François Gabart (FRA, MACIF)
Le Vendée Globe est LA course ultime en solitaire. Nous devons en accepter les règles et l'absence d'assistance nous oblige à une totale autonomie. Je pense que je comprends le processus derrière la décision. Les règles sont les règles, etc. Mais quand vous connaissez l'histoire de Bernard et la situation dans laquelle il est, avec une grande partie du Pacifique Sud à parcourir, puis le Cap Horn et la menace des icebergs, ça parait très injuste. Ça semble ne pas être une bonne décision. Mais comme je l'ai dit, les règles sont claires et malheureusement avec les informations que j'ai, il semble que ces règles ont été violées par inadvertance.
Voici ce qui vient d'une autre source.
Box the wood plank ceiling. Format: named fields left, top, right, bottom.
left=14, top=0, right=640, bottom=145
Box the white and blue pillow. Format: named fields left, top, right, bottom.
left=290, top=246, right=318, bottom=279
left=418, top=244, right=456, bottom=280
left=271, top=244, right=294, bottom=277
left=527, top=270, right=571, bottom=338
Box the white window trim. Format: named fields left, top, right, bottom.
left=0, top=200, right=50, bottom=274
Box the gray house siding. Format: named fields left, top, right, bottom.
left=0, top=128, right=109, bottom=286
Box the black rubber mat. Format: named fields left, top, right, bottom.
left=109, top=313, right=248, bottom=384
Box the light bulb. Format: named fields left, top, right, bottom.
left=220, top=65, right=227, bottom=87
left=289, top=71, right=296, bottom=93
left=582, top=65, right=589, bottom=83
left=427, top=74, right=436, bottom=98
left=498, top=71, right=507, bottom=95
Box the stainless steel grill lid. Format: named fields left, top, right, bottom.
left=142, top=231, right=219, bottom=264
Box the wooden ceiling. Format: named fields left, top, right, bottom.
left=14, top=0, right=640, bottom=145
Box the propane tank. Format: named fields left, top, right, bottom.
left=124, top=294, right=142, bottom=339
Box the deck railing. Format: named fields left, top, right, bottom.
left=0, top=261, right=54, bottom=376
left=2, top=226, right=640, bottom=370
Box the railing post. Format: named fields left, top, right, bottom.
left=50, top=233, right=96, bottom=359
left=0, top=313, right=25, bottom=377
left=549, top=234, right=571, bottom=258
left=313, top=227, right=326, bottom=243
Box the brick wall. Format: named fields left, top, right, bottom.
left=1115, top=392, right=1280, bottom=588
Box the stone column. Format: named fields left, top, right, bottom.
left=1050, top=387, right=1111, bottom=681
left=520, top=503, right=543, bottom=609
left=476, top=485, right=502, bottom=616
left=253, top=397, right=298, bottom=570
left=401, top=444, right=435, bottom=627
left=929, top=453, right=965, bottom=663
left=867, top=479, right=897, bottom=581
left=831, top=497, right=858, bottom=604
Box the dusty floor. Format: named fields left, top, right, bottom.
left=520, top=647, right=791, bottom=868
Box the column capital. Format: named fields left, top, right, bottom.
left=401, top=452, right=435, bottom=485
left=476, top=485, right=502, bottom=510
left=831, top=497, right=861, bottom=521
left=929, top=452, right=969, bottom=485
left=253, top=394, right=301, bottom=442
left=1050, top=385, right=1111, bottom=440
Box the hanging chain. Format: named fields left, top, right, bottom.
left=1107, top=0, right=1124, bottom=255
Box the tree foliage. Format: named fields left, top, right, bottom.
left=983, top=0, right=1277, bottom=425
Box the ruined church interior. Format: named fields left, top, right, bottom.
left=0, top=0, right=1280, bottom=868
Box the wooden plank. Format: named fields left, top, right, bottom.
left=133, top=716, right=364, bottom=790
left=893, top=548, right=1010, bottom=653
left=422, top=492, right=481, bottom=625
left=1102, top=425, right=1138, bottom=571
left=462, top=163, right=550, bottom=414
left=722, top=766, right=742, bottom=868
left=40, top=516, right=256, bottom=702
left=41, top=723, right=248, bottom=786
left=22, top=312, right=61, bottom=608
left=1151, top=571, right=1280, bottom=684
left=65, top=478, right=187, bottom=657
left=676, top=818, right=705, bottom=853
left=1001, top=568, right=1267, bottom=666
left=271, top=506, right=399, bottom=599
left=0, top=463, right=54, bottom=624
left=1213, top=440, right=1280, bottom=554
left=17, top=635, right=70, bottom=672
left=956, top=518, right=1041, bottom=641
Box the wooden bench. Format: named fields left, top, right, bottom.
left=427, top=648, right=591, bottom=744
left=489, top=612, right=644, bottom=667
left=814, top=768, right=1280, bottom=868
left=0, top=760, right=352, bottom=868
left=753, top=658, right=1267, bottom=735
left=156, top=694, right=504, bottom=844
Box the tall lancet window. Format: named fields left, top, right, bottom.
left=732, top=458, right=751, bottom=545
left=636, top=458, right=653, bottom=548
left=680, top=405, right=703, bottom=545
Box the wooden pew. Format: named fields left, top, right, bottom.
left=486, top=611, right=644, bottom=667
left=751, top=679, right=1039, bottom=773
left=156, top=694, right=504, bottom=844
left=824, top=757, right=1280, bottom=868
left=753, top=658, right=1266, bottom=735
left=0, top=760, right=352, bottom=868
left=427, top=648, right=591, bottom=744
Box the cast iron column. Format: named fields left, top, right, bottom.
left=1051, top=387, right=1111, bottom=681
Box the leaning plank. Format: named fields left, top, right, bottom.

Et c'est, je pense, un point considérable : par inadvertance. Je suis vraiment réservé sur cette décision, elle ne me semble pas correcte et je suis vraiment, vraiment très triste pour Bernard. J'espère qu'il pourra faire appel et rester en course. La course pour les leaders, c'est d'être leader, mais pour une majeure partie de la flotte - dont moi - cette course c'est d'abord l'atmosphère du départ, de l'arrivée et la fantastique aventure qu'il y a entre les deux. Les classements, les positions sont bien sûr des choses que vous suivez avec intérêt, ça vous oblige à continuer de pousser le bateau, de vouloir rattraper ceux qui sont devant etc, mais ce n'est pas l'unique objectif du Vendée Globe. À son retour aux Sables d'Olonne, je suis sûr que Bernard sera accueilli comme tous les autres bateaux, peut-être même plus. Bernard est un skipper très populaire, et un homme adorable, il a travaillé si dur pour ce projet. Toutes les personnes qui l'ont accompagné dans cette aventure et toutes les personnes qui le suivent vont être véritablement déçues par ce qui va leur sembler être une décision sans cœur. Bernard doit être accablé. Je comprends vraiment et c'est presque une réplique de ce qu'il s'est passé il y a quatre ans, quand la sécurité du bateau et de ce qui l'entoure passe d'abord.